Mawh 23:40, 6 October 2008 (EDT)

International examples

Doing some cleanup, adding some more examples/countries.

  • France:
    • 1.5m votes does not equal 1.5m voters.
    • July 8, 2008 : the Observatoire du Vote (Paris - Brussels) published a survey on electronic voting in France between 2007 and 2008 [2] (sample : 46 cities, 21,000 logs) : the difference between the number of votes and the number of signatures is 6% for traditional ballots and 30% with electronic vote. And this proportion tends to decrease for normal ballots, not for e-vote.
An English link would be preferable or at least someone someone with a better understanding of French could explain what this means, as right now it doesn't make much sense.

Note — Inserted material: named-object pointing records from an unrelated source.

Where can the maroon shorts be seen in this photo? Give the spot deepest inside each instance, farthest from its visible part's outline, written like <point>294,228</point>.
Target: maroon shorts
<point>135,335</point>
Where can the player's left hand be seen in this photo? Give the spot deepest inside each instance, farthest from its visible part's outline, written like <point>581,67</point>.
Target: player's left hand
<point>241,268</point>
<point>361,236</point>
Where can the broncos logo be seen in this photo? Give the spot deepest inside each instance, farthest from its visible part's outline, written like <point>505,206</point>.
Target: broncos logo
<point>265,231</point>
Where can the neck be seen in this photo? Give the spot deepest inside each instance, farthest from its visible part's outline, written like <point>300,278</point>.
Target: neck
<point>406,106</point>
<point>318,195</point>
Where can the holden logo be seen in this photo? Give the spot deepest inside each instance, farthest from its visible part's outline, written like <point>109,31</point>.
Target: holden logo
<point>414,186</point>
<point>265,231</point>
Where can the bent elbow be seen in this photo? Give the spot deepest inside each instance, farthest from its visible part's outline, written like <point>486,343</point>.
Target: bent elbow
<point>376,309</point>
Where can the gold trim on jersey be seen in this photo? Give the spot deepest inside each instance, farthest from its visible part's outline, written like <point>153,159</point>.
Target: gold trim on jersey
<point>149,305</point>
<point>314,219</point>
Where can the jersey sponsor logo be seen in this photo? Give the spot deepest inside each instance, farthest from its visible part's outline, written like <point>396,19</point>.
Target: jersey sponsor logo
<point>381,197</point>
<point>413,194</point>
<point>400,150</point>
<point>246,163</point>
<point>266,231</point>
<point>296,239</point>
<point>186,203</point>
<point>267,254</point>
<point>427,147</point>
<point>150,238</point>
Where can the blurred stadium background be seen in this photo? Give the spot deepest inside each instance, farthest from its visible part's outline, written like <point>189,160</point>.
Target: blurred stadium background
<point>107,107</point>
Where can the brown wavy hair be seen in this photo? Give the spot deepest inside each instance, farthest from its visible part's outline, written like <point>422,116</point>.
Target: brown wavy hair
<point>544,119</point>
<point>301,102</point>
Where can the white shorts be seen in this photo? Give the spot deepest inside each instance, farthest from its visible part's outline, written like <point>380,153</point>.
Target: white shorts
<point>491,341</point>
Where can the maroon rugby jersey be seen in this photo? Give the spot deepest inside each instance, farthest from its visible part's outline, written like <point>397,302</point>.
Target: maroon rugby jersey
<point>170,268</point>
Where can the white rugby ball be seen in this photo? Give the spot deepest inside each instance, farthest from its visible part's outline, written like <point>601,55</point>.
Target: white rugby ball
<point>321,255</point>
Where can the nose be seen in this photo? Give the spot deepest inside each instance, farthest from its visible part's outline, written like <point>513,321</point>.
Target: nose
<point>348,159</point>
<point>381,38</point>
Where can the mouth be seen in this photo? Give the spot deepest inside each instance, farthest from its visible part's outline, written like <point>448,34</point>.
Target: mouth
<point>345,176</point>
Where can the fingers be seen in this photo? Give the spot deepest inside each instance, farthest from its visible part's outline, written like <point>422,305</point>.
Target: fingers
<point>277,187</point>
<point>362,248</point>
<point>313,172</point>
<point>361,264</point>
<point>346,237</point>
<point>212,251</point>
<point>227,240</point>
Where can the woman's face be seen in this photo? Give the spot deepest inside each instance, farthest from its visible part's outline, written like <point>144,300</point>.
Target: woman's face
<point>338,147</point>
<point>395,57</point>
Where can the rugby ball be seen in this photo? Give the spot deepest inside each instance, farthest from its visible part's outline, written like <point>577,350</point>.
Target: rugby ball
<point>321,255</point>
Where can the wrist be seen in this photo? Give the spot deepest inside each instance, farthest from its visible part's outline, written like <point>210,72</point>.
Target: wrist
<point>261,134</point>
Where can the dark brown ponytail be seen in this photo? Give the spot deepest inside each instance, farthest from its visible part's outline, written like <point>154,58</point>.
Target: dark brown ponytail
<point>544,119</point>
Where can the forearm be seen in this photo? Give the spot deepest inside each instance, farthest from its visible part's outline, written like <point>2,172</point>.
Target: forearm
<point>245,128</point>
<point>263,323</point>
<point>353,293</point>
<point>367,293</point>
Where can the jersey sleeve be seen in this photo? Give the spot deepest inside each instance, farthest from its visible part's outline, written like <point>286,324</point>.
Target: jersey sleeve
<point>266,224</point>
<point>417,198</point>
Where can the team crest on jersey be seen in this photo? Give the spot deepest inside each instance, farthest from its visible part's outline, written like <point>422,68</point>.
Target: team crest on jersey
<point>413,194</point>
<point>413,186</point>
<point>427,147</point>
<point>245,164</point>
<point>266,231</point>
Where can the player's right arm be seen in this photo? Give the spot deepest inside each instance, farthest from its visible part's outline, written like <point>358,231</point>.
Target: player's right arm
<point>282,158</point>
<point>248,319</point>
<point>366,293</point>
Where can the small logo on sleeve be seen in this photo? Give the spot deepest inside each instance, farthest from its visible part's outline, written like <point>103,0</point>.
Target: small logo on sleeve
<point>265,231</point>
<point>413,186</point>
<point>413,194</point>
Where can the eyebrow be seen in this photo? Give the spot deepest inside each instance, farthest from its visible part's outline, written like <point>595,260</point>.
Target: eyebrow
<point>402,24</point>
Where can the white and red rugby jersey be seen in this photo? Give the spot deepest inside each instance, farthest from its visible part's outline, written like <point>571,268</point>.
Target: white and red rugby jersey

Mawh 13:41, 9 October 2008 (EDT)

Some reversions

"Perhaps no development is more worrisome" Really? This seems a bit skewed. More than voter suppression? Caging? Purging?

Original wording was reasonable: Suppression, Caging, Purging can be detected, fought and limited. E-voting fraud may be undetectable, and those who have been declared the losers are left with no recourse to verify results. [8]

  • Comparisons... section was not just commentary, but makes this point.
  • Bellis, Mary. The History of Voting Machines. About.com.